The Chumscrubber

“Desperate Housewives” has made it trendy again, but the notion of exploring the darkness that lurks beneath the sunny tree-lined streets of suburbia has been around for as long as there has been a suburbia. “The Chumscrubber” is only the latest in a series that has included “Donnie Darko” and “Blue Velvet,” but it is one of the best.

Set in the fictional Southern California (where else?) town of Hillside, this is a surreal, stylized, satirized version of picket-fence America, where no one cares about anyone else, where the adults are oblivious and off-kilter, and where the kids are all on drugs either prescribed or illicit (the line between the two categories is thin).

It begins with the suicide of Troy (Josh Janowicz), a high-schooler who was the best friend, or at least closest acquaintance, of the mostly friendless Dean (Jamie Bell). Dean’s father, Dr. Bill Stiffle (William Fichtner), pop psychologist and author of the everything-is-connected bestseller “The Happy Accident,” is concerned that Dean does not seem to be grieving. His mother (Allison Janney), who sells vitamins through a multi-level marketing program, is worried, too, and the good doctor puts Dean on Viloprex. But Dean has been taking that drug for some time already, having obtained it from Troy, who dealt in such things.

Meanwhile, Dean’s fellow students Billy (Justin Chatwin) and Lee (Lou Taylor Pucci) are heirs to Troy’s prescription-drug-dealing throne and they want Dean to get into Troy’s house to get his leftover cache of pills. When he refuses, they plot to kidnap Dean’s little brother Charlie (Rory Culkin) and hold him until Dean complies. This plan is botched when they kidnap the wrong Charlie (Thomas Curtis), a boy whose mother, Terri (Rita Wilson), is so preoccupied with her upcoming wedding to the town’s mayor (Ralph Fiennes) that she doesn’t realize her son is gone.

With the wedding scheduled as Hillside’s social event of the season, Troy’s bereaved mother (Glenn Close) wanders from home to home, assuring everyone in a sweet, eerie tone that she in no way blames them for her son’s suicide. She seems to have lost her grip on reality, the shocking death of her son making her realize that she, like everyone else in town, doesn’t really KNOW anyone. A memorial for Troy is planned, unfortunately for the same day as the wedding.

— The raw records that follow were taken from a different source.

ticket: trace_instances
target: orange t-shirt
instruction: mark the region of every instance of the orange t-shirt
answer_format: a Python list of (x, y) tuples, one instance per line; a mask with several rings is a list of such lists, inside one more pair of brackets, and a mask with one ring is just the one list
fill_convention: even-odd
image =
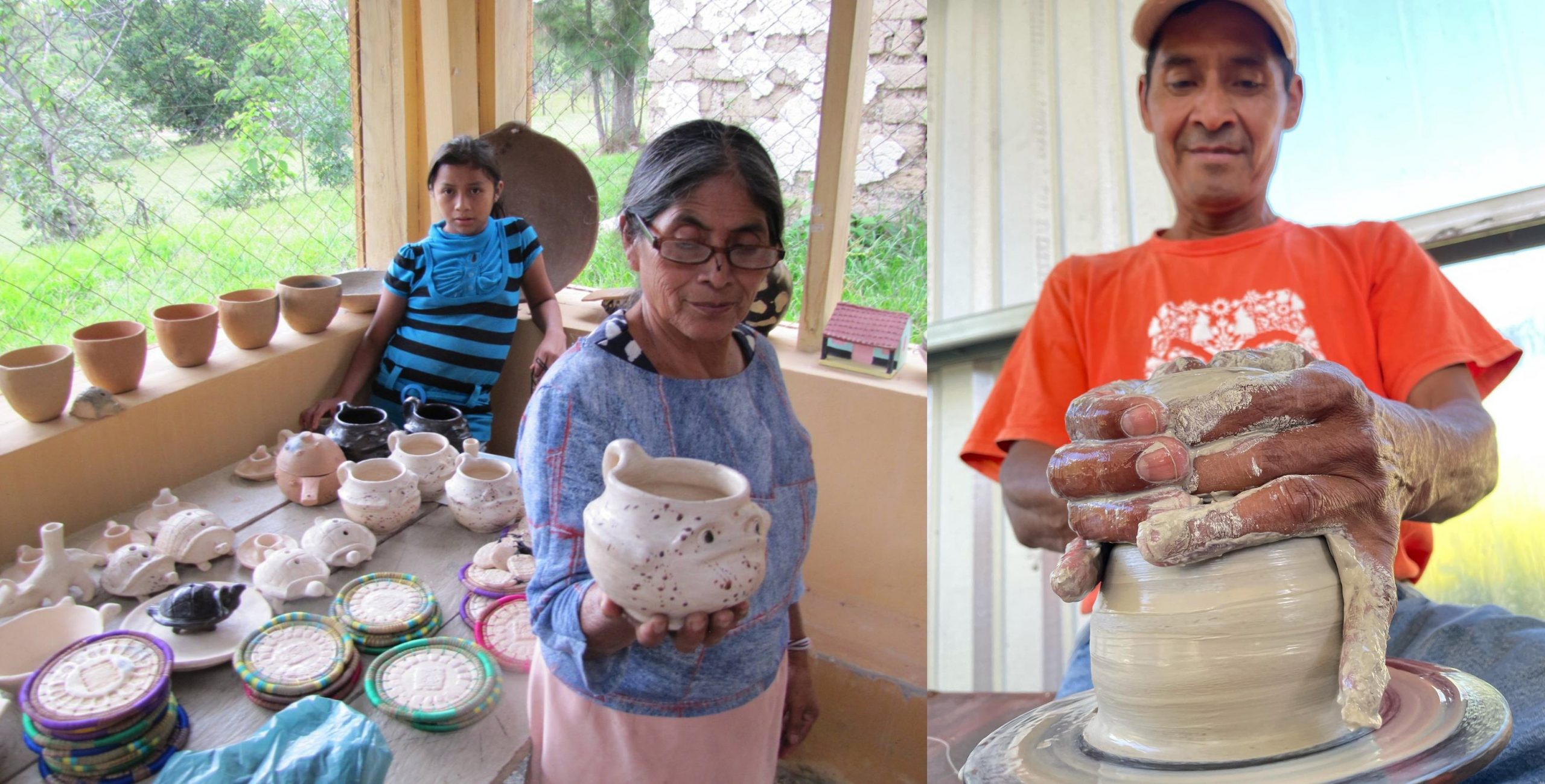
[[(1465, 363), (1489, 394), (1522, 352), (1395, 224), (1289, 221), (1214, 239), (1071, 256), (1046, 278), (961, 458), (989, 478), (1014, 441), (1068, 443), (1068, 404), (1190, 355), (1296, 343), (1346, 366), (1375, 395), (1406, 400), (1428, 373)], [(1432, 556), (1429, 523), (1404, 522), (1395, 577)]]

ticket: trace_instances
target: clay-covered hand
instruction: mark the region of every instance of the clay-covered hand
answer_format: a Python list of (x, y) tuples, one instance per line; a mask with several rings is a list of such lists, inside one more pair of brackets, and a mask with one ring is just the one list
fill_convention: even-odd
[(300, 415), (300, 429), (301, 431), (315, 431), (317, 427), (321, 427), (321, 420), (324, 420), (329, 415), (332, 415), (334, 411), (338, 411), (338, 403), (343, 403), (345, 400), (349, 400), (349, 398), (321, 398), (321, 400), (318, 400), (312, 407), (309, 407), (309, 409), (306, 409), (306, 411), (301, 412), (301, 415)]
[(783, 691), (783, 735), (779, 738), (777, 756), (794, 750), (820, 716), (816, 704), (816, 684), (810, 678), (810, 651), (788, 651), (788, 688)]

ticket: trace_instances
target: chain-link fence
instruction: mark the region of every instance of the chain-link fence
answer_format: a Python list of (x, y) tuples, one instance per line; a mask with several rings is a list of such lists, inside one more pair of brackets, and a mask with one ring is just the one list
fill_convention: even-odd
[(0, 0), (0, 350), (354, 262), (345, 0)]
[[(615, 218), (638, 148), (711, 117), (749, 128), (783, 179), (797, 318), (830, 0), (541, 0), (531, 125), (579, 153), (603, 231), (581, 286), (633, 286)], [(844, 298), (927, 307), (924, 0), (876, 0)], [(538, 227), (539, 228), (539, 227)]]

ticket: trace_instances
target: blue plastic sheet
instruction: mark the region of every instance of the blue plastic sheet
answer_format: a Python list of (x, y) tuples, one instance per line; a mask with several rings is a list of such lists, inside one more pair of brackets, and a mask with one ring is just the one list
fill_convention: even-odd
[[(198, 716), (193, 718), (198, 732)], [(278, 711), (256, 733), (209, 752), (179, 752), (161, 784), (380, 784), (391, 767), (386, 736), (363, 713), (311, 696)]]

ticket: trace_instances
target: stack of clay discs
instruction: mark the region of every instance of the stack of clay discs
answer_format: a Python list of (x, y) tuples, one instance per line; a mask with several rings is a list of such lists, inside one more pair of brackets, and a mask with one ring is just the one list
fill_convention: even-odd
[(471, 640), (428, 637), (403, 642), (371, 662), (365, 693), (411, 727), (454, 732), (493, 713), (504, 696), (504, 674)]
[(241, 640), (232, 664), (247, 699), (269, 710), (312, 694), (348, 699), (363, 670), (343, 627), (314, 613), (275, 616)]
[(440, 605), (419, 577), (377, 571), (348, 582), (332, 599), (332, 617), (362, 651), (377, 654), (440, 628)]
[(22, 684), (19, 702), (45, 781), (150, 778), (190, 732), (171, 694), (171, 648), (138, 631), (73, 642)]
[(505, 670), (531, 670), (531, 654), (536, 650), (536, 633), (531, 631), (531, 610), (525, 594), (505, 596), (477, 617), (473, 625), (477, 645), (482, 645), (499, 667)]

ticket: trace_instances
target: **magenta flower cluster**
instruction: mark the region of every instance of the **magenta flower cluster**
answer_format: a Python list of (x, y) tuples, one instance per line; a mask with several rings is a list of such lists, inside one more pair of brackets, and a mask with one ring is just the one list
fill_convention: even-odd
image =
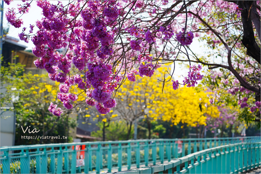
[(177, 40), (182, 45), (185, 46), (190, 45), (192, 43), (194, 38), (193, 33), (191, 31), (187, 33), (185, 31), (180, 32), (176, 35)]
[(180, 84), (178, 80), (172, 80), (173, 89), (175, 90), (177, 89), (179, 84), (180, 84), (183, 85), (187, 85), (188, 87), (195, 86), (195, 84), (197, 84), (197, 81), (202, 80), (204, 76), (201, 75), (200, 72), (202, 68), (202, 66), (200, 65), (199, 65), (197, 67), (195, 65), (190, 66), (190, 71), (188, 72), (188, 76), (184, 77), (182, 84)]
[(57, 108), (57, 105), (53, 104), (52, 102), (51, 102), (50, 106), (48, 108), (48, 110), (56, 116), (60, 116), (63, 113), (63, 111), (61, 108)]
[[(5, 1), (8, 4), (11, 1)], [(29, 30), (24, 28), (19, 36), (26, 42), (30, 39), (35, 46), (32, 51), (39, 58), (34, 61), (37, 68), (45, 69), (51, 79), (61, 83), (57, 98), (67, 109), (77, 104), (77, 95), (70, 90), (74, 85), (86, 93), (87, 104), (95, 105), (101, 113), (108, 113), (117, 104), (112, 96), (122, 80), (122, 70), (129, 72), (127, 77), (132, 81), (135, 81), (136, 75), (151, 77), (155, 68), (151, 47), (158, 46), (157, 38), (169, 39), (174, 34), (170, 26), (153, 30), (131, 23), (123, 25), (123, 25), (117, 26), (119, 17), (126, 13), (122, 6), (124, 1), (76, 1), (65, 6), (61, 1), (55, 5), (46, 0), (36, 2), (41, 9), (43, 17), (30, 25)], [(30, 3), (19, 5), (18, 13), (14, 9), (8, 9), (6, 14), (8, 21), (15, 27), (20, 27), (23, 22), (16, 14), (27, 13)], [(135, 9), (143, 3), (137, 2)], [(34, 28), (37, 31), (32, 34)], [(133, 65), (127, 62), (128, 60), (119, 58), (122, 55), (118, 54), (118, 48), (122, 45), (115, 41), (120, 37), (119, 30), (122, 28), (131, 37), (126, 38), (131, 48), (126, 54), (137, 58), (135, 61), (139, 64), (138, 72), (132, 70)], [(158, 37), (158, 32), (162, 33), (163, 38)], [(191, 32), (186, 37), (193, 39)], [(65, 50), (63, 54), (57, 50), (61, 49)], [(78, 75), (81, 73), (84, 77)], [(52, 103), (49, 110), (56, 115), (62, 113), (61, 109)]]

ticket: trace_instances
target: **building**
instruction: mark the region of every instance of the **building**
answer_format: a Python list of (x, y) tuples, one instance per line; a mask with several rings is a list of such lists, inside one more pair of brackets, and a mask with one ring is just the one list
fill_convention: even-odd
[[(2, 55), (4, 57), (1, 66), (6, 66), (8, 62), (11, 63), (20, 63), (26, 65), (24, 72), (31, 71), (33, 74), (40, 74), (46, 73), (45, 69), (37, 69), (33, 63), (38, 58), (35, 56), (30, 50), (25, 50), (26, 47), (19, 43), (19, 39), (6, 37), (3, 39)], [(16, 57), (14, 59), (14, 57)], [(50, 81), (51, 81), (50, 80)], [(6, 91), (5, 86), (1, 86), (1, 93), (4, 95)], [(17, 90), (14, 88), (14, 90)], [(18, 99), (18, 96), (14, 96), (13, 99)], [(12, 146), (14, 144), (15, 135), (15, 113), (10, 109), (13, 108), (11, 104), (1, 106), (1, 125), (0, 125), (0, 146)], [(70, 117), (76, 117), (75, 114), (71, 114)], [(71, 128), (70, 130), (70, 136), (73, 138), (76, 137), (76, 128)]]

Through it all is the Chumscrubber, a popular video-game character who wages battle in a post-apocalyptic suburban nightmare that is apparently a reflection of Hillside’s repressed anxieties and fears. This unsettling figure, who is seen occasionally as Charlie Stiffle plays the video game, reinforces the movie’s “Donnie Darko” connections: the cynical view of suburban America, the disaffected teen protagonist, the plots that fold on top of each other — and now the hellish fictional character, too.

At only 18 years old, Jamie Bell has already played the lead character in one transcendent film, “Billy Elliot.” Now here he is carrying a movie that is, in its own way, just as noteworthy. His performance as the numb, overmedicated Dean is very astute, even adult — exactly what is called for in this movie where the kids have grown up too fast and the adults have not grown up at all.

In his first feature film, director Arie Posin explores the parallel realms of dark comedy and true pathos to marvelous effect. We can laugh at the caustic, incisive satire of modern America even while we sympathize with the characters who mourn Troy’s death. Like all good satire, it is an exaggeration but not an extreme one.

Zac Stanford’s screenplay is very shrewdly written, its plots and subplots foreshadowing one another and eventually coming together in wonderfully unexpected ways. There is a sort of magical realism to the film, a suggestion that there is a cosmic hand ensuring that everything happens as it should. Characters are set up and given the downfalls of Greek tragedy figures, and those who are in need of solace do eventually find it.

B+ (1 hr., 42 min.; R, a dozen or so F-words, some brief violence.)